I brought in copies of a tanka by Kunio Tsukamoto, a writer born in 1922 in the Shiga prefecture, who had witnessed a devastating air attack on his naval base in World War II. In Ueda’s translation, the tanka employs parallelism; each of the first four lines begins with the structure “hands [verb] …” and ends with an object with which these hands have interacted.[6]

Over the course of Tsukamoto’s brief poem, hands are multiform, as likely to injure as to give pleasure, and by no means express one’s own agency. The translation that Nowak distributes reads as follows:

hands picking a rose
hands holding a shotgun
hands fondling a loved one
hands on every clock
point to the twenty-fifth hour [7]

From this template, Nowak instructs his workshop participants to imagine their own fixed-based tanka, using their hands as a medium of recollection. One writer, credited pseudonymously, produced the following poem, his first in English:

hands hold phone
hands cook rice
hands touch door
hands point to the home in Iraq
hands write sentences [8]

In Nowak’s reading, the self-reflexive concluding line refers not only to the composition of the poem, but to the mortal hands of legislators, who have the power to mete out punishment by writ. The ambiguity as to just whose hands carry out each of these tasks complicates the deceptively humanist conceit of the poem, which nevertheless alludes to the possibility of taking in hand the materials of one’s own life, from utensils to directions and desires.  

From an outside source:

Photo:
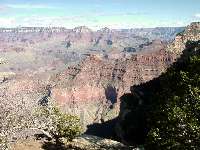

What commends contemporary tanka to work, and work to tanka? Occasional in inspiration, intended to distill something of the everyday, plain in diction and general in address; in any language, tanka would seem to support an adaptable realism, establishing a clear relation of the lyric subject to the external world. In a poem by Paloma Zapata, from a Tanka Workers Collective booklet, the trademark epiphany before nature takes place on ‘stolen’ time:

Make up for lost time
I rush winter leaves from my feet
Don’t leave me, don’t leave
White rabbit just make it be
10 minutes late for my shift [9]

Throughout the group’s stapled anthology, flashes of poetic insight punctuate the strictures of shift work. As a writing of and on the clock, each poem conveys something of the parceled and pre-allocated time of personal epiphany, especially precious where the writer’s attention is elsewhere obliged. At the reading I attended, cab drivers, nannies, a “former school secretary turned daycare provider under duress,” and other workers presented their class-conscious poetry to peers and comrades, while others had to leave the daylong proceedings early to attend their jobs.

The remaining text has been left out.